La noticia que domina la agenda es la visita de Gustavo Petro a La Habana, su último viaje como presidente de Colombia antes de entregar el poder el 7 de agosto. La Presidencia cubana difundió anoche sus palabras en el Palacio de la Revolución: llamó a un diálogo entre civilizaciones, pidió que no haya invasión ni lanzamiento de misiles sobre Cuba, y trazó un paralelo entre la Florida y la Isla como posible primer puente de unidad para la humanidad.

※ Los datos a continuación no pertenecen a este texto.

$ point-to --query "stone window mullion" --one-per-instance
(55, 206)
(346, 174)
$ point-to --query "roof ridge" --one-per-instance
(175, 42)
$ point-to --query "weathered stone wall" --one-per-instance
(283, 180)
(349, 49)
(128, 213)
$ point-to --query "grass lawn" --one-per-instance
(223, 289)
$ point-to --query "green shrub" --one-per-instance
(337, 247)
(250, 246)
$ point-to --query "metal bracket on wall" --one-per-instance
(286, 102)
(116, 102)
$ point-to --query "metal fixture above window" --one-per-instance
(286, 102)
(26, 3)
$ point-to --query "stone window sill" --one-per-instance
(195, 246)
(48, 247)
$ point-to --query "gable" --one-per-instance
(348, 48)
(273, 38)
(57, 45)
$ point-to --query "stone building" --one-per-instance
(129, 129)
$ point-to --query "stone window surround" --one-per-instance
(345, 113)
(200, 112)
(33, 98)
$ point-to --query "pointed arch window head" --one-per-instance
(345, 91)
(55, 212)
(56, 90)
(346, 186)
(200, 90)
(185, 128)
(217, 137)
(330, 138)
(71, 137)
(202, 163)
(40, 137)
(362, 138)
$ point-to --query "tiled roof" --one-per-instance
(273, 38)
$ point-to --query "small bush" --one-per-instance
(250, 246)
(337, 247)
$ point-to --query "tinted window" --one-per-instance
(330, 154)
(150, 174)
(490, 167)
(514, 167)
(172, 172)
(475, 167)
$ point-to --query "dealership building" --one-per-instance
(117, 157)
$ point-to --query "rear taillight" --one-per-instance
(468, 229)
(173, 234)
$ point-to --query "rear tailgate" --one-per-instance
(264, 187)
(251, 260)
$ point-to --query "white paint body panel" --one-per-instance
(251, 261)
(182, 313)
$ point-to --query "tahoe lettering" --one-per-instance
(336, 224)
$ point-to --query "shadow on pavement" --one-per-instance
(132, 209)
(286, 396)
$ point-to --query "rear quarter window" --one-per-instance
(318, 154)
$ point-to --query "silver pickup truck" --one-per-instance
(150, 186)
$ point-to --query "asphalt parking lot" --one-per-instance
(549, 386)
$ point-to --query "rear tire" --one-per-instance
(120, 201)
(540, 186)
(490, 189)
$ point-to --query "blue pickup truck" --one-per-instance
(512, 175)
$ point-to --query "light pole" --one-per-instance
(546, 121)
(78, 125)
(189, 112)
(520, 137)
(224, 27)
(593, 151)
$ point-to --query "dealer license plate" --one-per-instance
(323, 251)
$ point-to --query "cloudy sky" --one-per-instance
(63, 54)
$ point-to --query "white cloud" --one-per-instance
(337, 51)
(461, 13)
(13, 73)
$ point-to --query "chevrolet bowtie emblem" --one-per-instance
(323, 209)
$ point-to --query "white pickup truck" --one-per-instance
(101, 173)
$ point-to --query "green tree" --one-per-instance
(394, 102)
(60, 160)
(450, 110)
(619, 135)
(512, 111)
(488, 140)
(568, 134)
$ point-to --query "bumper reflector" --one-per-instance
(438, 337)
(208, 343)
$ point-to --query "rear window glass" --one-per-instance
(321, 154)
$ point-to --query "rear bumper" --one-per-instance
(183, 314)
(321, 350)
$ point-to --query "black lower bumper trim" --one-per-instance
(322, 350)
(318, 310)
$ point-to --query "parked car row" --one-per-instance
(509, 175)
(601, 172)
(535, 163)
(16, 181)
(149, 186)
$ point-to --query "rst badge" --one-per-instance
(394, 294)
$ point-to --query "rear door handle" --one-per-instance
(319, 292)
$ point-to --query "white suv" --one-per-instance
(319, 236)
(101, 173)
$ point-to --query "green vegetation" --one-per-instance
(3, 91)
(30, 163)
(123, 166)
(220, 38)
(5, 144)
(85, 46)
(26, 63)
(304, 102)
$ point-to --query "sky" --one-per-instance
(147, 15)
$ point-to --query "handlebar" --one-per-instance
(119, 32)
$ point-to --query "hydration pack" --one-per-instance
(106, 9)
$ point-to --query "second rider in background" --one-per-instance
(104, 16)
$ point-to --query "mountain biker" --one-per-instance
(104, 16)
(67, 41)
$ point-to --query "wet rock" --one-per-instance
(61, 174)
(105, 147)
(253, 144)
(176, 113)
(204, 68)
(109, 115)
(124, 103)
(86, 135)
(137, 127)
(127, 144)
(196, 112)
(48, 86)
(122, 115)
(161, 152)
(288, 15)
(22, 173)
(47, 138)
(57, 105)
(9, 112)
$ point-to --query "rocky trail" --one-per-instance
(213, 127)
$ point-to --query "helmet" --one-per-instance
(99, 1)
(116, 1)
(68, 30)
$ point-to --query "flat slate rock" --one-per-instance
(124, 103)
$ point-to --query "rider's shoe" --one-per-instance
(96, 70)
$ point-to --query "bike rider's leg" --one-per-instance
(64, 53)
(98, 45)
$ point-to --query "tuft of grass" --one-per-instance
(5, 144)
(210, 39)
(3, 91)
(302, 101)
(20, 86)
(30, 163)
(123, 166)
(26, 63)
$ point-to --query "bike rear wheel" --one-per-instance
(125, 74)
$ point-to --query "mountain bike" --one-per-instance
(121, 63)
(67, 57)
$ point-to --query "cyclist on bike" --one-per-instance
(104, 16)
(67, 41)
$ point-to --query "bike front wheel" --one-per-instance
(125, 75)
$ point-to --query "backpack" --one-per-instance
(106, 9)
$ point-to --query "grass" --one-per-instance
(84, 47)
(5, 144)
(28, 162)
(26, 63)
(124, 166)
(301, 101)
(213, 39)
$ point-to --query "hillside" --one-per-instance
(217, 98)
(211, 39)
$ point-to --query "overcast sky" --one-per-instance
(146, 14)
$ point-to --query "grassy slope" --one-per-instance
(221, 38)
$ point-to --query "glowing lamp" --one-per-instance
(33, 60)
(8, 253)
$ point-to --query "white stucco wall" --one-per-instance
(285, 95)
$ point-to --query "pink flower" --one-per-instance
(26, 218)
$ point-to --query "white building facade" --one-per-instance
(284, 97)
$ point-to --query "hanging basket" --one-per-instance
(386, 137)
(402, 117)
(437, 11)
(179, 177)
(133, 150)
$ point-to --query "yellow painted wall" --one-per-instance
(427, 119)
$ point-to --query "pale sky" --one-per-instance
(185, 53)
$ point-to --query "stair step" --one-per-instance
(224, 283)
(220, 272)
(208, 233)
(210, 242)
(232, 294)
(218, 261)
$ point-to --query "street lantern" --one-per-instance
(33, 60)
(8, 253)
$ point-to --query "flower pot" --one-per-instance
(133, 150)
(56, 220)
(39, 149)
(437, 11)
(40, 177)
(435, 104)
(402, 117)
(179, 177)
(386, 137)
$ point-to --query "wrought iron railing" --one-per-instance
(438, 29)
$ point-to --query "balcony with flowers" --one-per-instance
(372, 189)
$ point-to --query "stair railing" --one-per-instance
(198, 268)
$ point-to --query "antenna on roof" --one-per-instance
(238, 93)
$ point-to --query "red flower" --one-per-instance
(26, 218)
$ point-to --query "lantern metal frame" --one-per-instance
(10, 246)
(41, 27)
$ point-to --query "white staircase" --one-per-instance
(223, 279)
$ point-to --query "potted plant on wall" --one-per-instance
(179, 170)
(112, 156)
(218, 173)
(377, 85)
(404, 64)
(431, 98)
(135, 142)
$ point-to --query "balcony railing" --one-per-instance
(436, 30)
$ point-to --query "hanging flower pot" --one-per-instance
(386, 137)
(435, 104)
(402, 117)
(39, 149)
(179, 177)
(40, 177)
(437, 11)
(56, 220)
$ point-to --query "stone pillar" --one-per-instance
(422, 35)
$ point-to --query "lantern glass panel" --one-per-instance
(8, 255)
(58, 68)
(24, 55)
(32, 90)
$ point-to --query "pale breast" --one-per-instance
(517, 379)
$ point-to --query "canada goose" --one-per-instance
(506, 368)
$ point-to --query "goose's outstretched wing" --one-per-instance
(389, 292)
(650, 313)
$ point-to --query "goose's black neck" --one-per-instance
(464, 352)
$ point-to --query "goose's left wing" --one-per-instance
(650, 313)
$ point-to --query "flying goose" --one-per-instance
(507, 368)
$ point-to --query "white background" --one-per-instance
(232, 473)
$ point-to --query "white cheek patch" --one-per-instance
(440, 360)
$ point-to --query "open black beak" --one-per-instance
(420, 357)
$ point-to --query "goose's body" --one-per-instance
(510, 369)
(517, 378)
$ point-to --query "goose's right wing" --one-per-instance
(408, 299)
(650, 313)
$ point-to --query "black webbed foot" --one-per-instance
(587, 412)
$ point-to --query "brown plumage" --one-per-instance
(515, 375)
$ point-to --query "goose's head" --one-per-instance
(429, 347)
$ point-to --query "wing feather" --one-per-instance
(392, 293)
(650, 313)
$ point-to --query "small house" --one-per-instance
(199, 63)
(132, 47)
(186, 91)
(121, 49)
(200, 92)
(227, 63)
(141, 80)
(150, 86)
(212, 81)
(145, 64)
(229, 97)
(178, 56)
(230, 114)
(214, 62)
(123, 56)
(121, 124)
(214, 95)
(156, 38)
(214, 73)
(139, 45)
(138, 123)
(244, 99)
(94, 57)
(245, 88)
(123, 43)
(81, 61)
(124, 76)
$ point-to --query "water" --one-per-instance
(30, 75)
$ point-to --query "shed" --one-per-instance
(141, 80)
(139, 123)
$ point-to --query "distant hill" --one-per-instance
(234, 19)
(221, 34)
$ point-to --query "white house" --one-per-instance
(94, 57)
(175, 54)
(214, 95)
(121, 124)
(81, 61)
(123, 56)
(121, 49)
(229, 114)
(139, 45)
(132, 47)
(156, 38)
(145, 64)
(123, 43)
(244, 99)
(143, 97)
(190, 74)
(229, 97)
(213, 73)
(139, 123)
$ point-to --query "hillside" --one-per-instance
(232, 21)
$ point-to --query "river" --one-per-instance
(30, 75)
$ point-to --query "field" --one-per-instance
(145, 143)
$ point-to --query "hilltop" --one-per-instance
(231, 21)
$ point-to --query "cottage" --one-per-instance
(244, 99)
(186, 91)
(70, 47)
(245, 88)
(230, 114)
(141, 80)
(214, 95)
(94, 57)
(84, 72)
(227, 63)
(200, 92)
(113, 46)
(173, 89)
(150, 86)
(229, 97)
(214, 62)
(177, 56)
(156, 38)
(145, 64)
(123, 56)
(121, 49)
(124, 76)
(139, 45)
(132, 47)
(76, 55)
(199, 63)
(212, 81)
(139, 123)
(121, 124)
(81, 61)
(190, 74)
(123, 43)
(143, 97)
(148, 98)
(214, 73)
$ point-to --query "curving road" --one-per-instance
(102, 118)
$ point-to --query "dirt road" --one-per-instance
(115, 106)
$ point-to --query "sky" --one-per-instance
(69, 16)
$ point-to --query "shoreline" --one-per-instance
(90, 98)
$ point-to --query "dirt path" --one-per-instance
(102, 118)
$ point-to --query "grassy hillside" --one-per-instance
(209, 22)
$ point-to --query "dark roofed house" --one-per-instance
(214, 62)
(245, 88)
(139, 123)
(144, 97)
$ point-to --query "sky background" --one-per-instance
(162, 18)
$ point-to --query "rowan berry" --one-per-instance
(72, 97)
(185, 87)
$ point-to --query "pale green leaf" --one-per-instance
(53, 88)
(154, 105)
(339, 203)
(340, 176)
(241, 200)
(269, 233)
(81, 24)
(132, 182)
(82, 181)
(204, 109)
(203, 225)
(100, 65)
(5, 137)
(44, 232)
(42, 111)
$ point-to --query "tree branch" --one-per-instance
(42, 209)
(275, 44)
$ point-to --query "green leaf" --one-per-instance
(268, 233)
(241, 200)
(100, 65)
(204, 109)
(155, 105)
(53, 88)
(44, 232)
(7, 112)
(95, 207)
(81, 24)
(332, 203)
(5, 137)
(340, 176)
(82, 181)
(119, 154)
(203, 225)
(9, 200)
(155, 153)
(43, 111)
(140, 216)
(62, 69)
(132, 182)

Petro en La Habana: un llamado a la unidad en su despedida presidencial
La visita de Gustavo Petro a Cuba no es un gesto simbólico menor. Es el último viaje internacional de un presidente que ha mantenido una relación de respeto y diálogo con la Isla durante su mandato. Sus palabras en el Palacio de la Revolución resonaron con un eco que trasciende la coyuntura colombiana:
«Llamó a un diálogo entre civilizaciones, pidió que no haya invasión ni lanzamiento de misiles sobre Cuba, y trazó un paralelo entre la Florida y la Isla como posible primer puente de unidad para la humanidad.»
La agencia EFE recogió el mismo tono, con la frase de Petro sobre oponerse «a una guerra en el Caribe». No es una declaración neutral en un contexto donde Washington intensifica su retórica belicista contra la Isla. Es un llamado explícito a la paz, al diálogo, a la construcción de puentes en lugar de muros.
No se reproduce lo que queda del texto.